The only classes that could absorb extra students are band, orchestra, choir or P.E., but those aren't as popular as they once were, Schlecht said.

"When we try to encourage kids to enter performing arts, band, orchestra or choir, they say, 'Well, I don't play any instruments; I don't sing.' So for a high-schooler that just doesn't seem to be a viable option for them," he said.

Schlecht has cut those classes as well as welding and some business classes because of low student interest, and classes across the board, not just electives, have been reduced with two phases of cuts this school year, he said.

Students speak

Students are divided over the benefits of a study skills class during the school day.

"I think it's a waste of time," said freshman Carl Gorbett, 15, who never even considered taking a study skills class. "There are so many other opportunities compared to a class where you just do homework."

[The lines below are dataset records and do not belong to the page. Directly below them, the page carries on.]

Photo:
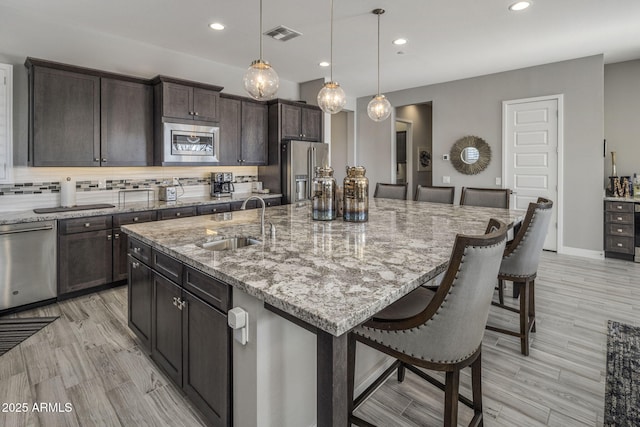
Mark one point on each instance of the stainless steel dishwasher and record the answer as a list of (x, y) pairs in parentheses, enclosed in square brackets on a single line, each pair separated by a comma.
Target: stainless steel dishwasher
[(27, 263)]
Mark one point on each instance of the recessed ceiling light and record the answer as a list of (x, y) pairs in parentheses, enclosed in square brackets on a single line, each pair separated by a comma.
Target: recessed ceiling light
[(521, 5)]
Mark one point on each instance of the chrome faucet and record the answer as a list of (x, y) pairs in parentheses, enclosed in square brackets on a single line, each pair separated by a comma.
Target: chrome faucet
[(264, 206)]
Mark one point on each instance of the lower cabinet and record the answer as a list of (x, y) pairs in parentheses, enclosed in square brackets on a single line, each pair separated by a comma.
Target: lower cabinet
[(84, 254), (185, 331)]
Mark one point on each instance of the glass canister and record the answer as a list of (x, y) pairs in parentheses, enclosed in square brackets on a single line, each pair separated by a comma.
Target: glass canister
[(323, 190), (356, 195)]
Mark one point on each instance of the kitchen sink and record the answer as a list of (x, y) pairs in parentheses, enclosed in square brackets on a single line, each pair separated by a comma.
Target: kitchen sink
[(230, 243)]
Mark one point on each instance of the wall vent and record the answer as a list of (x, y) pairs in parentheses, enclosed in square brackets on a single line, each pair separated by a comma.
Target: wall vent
[(282, 33)]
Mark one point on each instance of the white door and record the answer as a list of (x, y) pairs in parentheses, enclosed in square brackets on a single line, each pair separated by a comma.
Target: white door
[(530, 161)]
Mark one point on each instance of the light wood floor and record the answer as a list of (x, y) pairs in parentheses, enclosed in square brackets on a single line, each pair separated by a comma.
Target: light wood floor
[(89, 358)]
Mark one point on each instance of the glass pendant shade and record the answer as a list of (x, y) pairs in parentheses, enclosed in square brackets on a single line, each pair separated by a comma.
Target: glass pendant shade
[(379, 108), (261, 80), (331, 98)]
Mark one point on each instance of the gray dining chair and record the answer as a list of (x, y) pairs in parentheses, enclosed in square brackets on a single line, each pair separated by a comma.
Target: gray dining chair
[(520, 266), (487, 197), (391, 191), (425, 193), (438, 330)]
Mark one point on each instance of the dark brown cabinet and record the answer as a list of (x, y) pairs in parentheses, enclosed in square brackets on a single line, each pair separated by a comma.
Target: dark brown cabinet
[(126, 123), (300, 122), (140, 286), (181, 99), (243, 131), (84, 117), (173, 213), (84, 253), (64, 118), (619, 229)]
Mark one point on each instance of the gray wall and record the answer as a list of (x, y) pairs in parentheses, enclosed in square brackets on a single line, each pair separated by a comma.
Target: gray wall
[(474, 107), (22, 36), (622, 117)]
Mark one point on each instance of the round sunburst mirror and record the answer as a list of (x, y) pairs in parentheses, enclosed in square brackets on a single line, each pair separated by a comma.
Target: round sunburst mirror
[(470, 155)]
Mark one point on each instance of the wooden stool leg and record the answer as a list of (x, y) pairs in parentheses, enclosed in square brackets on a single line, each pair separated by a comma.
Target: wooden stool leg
[(524, 318), (401, 371), (451, 386), (532, 305), (351, 370), (501, 291)]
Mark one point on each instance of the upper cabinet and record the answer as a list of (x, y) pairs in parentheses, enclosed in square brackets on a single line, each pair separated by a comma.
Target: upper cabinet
[(243, 131), (185, 100), (84, 117), (299, 121)]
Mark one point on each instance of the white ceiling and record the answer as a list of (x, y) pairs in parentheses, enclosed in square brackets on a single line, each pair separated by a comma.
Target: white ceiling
[(448, 40)]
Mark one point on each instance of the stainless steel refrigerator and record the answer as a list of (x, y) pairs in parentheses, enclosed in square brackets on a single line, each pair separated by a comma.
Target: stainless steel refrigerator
[(299, 159)]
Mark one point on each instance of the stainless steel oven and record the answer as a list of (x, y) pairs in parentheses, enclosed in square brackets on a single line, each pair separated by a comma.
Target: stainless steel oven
[(185, 143)]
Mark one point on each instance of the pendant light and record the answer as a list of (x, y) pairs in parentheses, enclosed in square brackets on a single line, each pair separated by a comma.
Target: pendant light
[(331, 98), (379, 107), (261, 80)]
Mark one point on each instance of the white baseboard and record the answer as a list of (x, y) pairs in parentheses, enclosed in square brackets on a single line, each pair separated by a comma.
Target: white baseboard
[(584, 253)]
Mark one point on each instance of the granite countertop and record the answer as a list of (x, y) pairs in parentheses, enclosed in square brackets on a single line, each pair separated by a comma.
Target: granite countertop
[(30, 216), (331, 274)]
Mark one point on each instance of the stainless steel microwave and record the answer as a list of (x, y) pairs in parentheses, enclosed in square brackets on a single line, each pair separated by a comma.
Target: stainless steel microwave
[(185, 143)]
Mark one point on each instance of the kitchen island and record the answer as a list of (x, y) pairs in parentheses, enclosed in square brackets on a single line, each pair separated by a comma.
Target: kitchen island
[(327, 277)]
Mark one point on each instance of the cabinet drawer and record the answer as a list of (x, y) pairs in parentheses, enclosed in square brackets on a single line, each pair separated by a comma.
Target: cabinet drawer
[(272, 202), (176, 213), (80, 225), (133, 218), (211, 209), (625, 230), (619, 244), (208, 289), (619, 218), (139, 250), (618, 206), (167, 266)]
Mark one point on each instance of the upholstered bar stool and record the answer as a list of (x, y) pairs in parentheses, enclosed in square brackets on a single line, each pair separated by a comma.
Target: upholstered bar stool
[(487, 197), (520, 266), (391, 191), (439, 330), (434, 194)]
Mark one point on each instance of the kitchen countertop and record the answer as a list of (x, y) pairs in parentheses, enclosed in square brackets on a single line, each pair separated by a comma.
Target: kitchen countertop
[(30, 216), (333, 275)]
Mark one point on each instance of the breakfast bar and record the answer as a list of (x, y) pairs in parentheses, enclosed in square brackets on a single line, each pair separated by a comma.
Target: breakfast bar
[(326, 276)]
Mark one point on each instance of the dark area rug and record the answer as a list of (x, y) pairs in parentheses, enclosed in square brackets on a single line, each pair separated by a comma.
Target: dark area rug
[(622, 394), (14, 331)]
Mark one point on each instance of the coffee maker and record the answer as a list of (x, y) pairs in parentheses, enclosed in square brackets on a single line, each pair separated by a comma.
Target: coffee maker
[(221, 184)]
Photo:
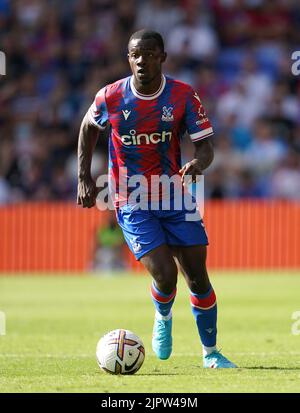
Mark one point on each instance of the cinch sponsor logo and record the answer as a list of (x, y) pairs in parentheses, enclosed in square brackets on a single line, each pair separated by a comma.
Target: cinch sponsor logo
[(145, 138)]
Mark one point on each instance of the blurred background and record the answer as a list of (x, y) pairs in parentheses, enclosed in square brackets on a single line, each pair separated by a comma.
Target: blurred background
[(237, 56)]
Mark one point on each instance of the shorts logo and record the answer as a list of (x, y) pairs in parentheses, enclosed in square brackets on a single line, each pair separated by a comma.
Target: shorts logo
[(126, 113), (167, 115), (145, 138), (135, 245)]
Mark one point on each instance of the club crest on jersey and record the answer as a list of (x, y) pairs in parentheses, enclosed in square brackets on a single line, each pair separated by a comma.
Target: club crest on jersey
[(136, 246), (167, 115), (126, 113)]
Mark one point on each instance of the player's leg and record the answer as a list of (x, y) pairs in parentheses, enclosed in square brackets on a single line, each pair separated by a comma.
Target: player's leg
[(161, 265), (146, 239), (192, 260)]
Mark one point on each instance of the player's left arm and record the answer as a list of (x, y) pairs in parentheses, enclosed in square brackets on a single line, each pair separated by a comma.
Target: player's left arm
[(203, 157), (200, 129)]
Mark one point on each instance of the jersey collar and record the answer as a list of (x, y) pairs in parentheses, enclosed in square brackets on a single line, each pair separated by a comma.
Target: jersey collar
[(148, 97)]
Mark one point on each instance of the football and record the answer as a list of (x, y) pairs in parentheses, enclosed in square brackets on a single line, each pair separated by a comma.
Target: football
[(120, 352)]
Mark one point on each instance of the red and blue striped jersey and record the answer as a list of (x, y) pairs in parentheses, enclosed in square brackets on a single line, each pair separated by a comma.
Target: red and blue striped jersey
[(146, 130)]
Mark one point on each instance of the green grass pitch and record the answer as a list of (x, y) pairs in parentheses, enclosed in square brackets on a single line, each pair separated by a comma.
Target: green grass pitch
[(53, 325)]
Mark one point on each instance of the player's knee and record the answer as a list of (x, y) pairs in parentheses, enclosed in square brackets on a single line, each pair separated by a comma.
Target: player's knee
[(199, 285), (166, 278)]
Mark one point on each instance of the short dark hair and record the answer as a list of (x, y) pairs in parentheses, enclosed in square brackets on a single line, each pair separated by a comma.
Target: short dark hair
[(145, 34)]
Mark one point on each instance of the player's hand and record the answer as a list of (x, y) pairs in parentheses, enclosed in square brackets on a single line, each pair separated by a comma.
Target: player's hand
[(87, 192), (190, 172)]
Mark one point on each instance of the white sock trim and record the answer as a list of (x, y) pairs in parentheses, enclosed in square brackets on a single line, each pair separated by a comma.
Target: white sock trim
[(158, 316), (208, 350)]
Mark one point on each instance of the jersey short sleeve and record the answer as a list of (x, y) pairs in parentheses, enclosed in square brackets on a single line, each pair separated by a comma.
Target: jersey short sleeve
[(98, 113), (197, 123)]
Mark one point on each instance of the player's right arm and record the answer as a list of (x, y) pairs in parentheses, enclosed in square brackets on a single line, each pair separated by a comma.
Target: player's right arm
[(92, 125)]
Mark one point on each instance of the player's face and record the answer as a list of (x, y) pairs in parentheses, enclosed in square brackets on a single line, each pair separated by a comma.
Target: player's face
[(145, 59)]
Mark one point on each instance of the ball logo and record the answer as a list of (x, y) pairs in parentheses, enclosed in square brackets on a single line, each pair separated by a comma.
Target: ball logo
[(296, 64), (2, 64), (145, 138)]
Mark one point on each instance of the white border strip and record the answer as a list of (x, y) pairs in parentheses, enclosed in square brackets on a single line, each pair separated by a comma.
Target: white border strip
[(202, 134)]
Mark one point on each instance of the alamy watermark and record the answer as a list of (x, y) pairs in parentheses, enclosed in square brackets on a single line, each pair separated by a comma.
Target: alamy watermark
[(296, 65), (296, 325), (2, 63), (2, 323), (157, 192)]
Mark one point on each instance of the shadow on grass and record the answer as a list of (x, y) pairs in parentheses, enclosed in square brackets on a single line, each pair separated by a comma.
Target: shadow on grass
[(271, 368)]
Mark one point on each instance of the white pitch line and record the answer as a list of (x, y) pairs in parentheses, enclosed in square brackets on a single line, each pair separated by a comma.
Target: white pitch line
[(84, 355)]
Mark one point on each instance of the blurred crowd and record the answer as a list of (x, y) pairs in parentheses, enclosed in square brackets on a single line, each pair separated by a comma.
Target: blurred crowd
[(235, 53)]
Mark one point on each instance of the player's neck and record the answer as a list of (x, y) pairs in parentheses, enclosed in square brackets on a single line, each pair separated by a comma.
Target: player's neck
[(149, 88)]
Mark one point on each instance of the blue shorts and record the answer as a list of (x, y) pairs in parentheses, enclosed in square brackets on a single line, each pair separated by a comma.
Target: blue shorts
[(145, 230)]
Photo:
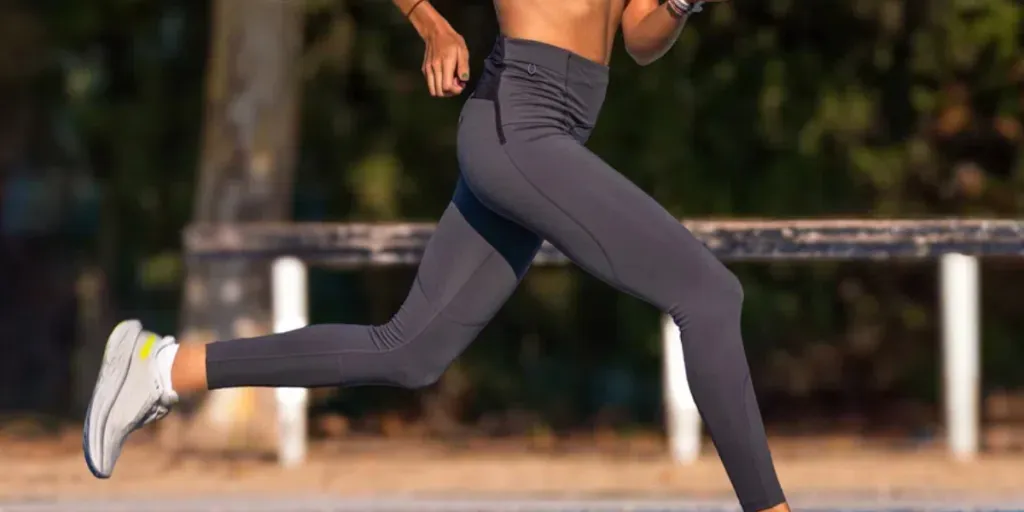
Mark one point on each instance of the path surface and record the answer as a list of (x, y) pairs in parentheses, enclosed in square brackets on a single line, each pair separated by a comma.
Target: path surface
[(50, 476), (496, 505)]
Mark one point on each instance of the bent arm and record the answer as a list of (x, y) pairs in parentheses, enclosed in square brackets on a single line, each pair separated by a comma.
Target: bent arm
[(649, 30)]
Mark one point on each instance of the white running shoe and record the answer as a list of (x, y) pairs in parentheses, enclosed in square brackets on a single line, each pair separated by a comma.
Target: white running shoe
[(133, 389)]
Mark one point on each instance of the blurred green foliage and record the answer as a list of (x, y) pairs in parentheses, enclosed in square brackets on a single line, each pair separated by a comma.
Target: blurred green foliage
[(784, 109)]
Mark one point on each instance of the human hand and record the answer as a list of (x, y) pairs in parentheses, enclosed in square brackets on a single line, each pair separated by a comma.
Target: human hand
[(445, 62)]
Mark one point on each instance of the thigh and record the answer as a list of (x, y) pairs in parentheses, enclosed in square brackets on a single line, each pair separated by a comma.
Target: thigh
[(598, 218), (473, 262)]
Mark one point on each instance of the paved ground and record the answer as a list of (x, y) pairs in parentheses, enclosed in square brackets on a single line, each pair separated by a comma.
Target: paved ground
[(500, 505), (49, 476)]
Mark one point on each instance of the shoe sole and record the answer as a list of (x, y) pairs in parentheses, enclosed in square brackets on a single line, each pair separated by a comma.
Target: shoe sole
[(109, 384)]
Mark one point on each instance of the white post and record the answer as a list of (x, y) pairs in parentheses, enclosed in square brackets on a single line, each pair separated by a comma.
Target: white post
[(961, 349), (683, 421), (290, 312)]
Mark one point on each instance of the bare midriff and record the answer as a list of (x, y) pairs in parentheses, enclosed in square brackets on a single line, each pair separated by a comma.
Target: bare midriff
[(584, 27)]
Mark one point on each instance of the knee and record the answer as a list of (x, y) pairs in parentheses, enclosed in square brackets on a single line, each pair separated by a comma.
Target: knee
[(418, 375), (717, 297)]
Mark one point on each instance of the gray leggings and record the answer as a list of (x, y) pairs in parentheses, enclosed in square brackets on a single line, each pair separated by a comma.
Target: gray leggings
[(525, 177)]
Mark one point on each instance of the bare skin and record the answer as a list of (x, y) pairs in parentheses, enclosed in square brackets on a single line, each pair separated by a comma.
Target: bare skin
[(587, 28)]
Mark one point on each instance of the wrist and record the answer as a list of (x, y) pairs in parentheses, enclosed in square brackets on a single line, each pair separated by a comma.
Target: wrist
[(426, 19), (683, 8)]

Freshman Fernando Quispe often doesn't have enough homework to keep him busy, but his parents make him take it, he said.

His friend Sophia Therien, 14, also takes the class because of her parents.

"I hate it because I just sit there in the whole class," she said.

But for junior Abby Kollar, 17, a study skills class during school is the only way she gets to sleep during the water polo and tennis seasons.

"I've taken a study skills almost every semester," she said. "Instead of pulling an all-nighter, I can at least get two hours of sleep. I personally get a lot of work done."

This is the first semester she hasn't taken the class, and she can tell a definite difference.

"It's very hectic," she said. "I'm staying up later. I'm doing homework any possible time I can."

Sophomore Victoria Ward, 16, also felt she needed the extra time because she is taking a challenging science and language class and plays volleyball.

"I love it," she said. "I feel more motivated to get my homework done when I'm in a classroom because if I go home, I'll get distracted by other stuff," she said.